Exploring the additional value of class imbalance distributions on interpretable flash flood susceptibility prediction in the Black Warrior River basin, Alabama, United States

Ekmekcioğlu Ö., KOÇ K., Özger M., IŞIK Z.

Journal of Hydrology, vol.610, 2022 (SCI-Expanded) identifier identifier

  • Publication Type: Article / Article
  • Volume: 610
  • Publication Date: 2022
  • Doi Number: 10.1016/j.jhydrol.2022.127877
  • Journal Name: Journal of Hydrology
  • Journal Indexes: Science Citation Index Expanded (SCI-EXPANDED), Scopus, Academic Search Premier, PASCAL, Aerospace Database, Aqualine, Aquatic Science & Fisheries Abstracts (ASFA), Artic & Antarctic Regions, BIOSIS, CAB Abstracts, Communication Abstracts, Environment Index, INSPEC, Metadex, Pollution Abstracts, Veterinary Science Database, Civil Engineering Abstracts
  • Keywords: Associate Editor, Artificial intelligence, Flash flood susceptibility, Geographic information system (GIS), Imbalance data, Machine learning, SHapley Additive exPlanations (SHAP), Flood risk management, ARTIFICIAL-INTELLIGENCE, RANDOM FOREST, TREES
  • Yıldız Technical University Affiliated: Yes


© 2022 Elsevier B.V.This study proposes a novel flash flood susceptibility prediction framework with a particular emphasis on the extent of imbalance between the number of flooding and non-flooding events as majority of the events result in non-flooding. The class imbalance issue and the magnitude of the imbalance was explored in this study to highlight the uncertain nature of the flooding phenomenon. Therefore, the Random Forest (RF) was initially adopted to evaluate five imbalance class distribution scenarios (i.e., 1x, 10x, 25x, 50x, 100x non-flood events, for each x flood event). Parameter configurations of developed models were determined with the state-of-the-art metaheuristic, the Cuckoo Search (CS) algorithm.

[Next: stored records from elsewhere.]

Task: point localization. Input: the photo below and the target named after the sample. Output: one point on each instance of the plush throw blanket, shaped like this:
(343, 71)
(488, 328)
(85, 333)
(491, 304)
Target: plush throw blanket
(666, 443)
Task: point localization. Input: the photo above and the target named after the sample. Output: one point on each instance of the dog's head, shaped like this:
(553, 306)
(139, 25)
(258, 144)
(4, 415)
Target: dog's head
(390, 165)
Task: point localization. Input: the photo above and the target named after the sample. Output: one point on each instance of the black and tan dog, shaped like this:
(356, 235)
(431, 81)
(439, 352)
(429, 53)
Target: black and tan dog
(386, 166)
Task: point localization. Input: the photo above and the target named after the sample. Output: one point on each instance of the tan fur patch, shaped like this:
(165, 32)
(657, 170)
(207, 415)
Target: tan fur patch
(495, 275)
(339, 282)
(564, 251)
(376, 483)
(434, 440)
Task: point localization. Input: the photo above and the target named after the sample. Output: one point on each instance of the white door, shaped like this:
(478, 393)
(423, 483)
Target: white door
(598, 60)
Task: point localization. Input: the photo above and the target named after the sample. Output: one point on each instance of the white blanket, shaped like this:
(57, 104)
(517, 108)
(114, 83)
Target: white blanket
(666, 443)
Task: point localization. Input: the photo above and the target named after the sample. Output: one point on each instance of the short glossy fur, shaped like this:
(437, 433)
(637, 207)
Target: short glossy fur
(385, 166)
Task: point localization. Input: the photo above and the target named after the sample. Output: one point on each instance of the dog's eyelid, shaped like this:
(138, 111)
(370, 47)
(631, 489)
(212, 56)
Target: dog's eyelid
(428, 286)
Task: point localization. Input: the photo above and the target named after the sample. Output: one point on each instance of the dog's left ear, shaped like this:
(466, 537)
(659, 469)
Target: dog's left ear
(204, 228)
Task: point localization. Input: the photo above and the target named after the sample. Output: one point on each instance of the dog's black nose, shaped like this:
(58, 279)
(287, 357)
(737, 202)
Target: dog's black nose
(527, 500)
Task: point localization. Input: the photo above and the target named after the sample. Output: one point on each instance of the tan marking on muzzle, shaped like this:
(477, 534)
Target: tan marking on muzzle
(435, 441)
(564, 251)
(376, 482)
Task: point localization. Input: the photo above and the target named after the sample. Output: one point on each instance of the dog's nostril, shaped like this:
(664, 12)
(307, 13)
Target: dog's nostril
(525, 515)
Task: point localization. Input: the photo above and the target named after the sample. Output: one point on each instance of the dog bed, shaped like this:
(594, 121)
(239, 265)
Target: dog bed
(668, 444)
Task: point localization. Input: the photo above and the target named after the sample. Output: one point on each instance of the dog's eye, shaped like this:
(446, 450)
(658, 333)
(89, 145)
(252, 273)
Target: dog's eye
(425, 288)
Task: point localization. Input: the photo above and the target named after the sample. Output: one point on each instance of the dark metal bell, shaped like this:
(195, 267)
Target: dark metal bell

The CS-RF model showed the highest (0.8455) prediction capability with regards to the area under the receiver operating characteristic (AUROC) once the extent of imbalance was set as 50x. The CS-RF model was then benchmarked with another bagging, i.e., Extra Trees, and two boosting, i.e., Adaptive Boosting (Adaboost) and eXtreme Gradient Boosting (XGBoost) algorithms, all integrated with the CS technique. Analysis results showed that the CS-RF is the most promising tree-based machine learning technique in flash flood susceptibility projection for the selected study area. According to the predictions, a flash flood susceptibility map was generated, where 9.35% of the basin was under very high flash flood risk. A recently developed model-agnostic game-theoretical method, SHapley Additive exPlanations (SHAP), was used for anatomizing the flash flood conditioning factors to highlight the contribution of each feature on the incident outcome prediction ensuring the transparency of the model findings. Overall, this study contributes to both theory and practice with particular focus on the model interpretability and existence of imbalance in the occurrence of flash flood events, assisting decision-makers in enhancing strategies to combat hazardous impacts of floods.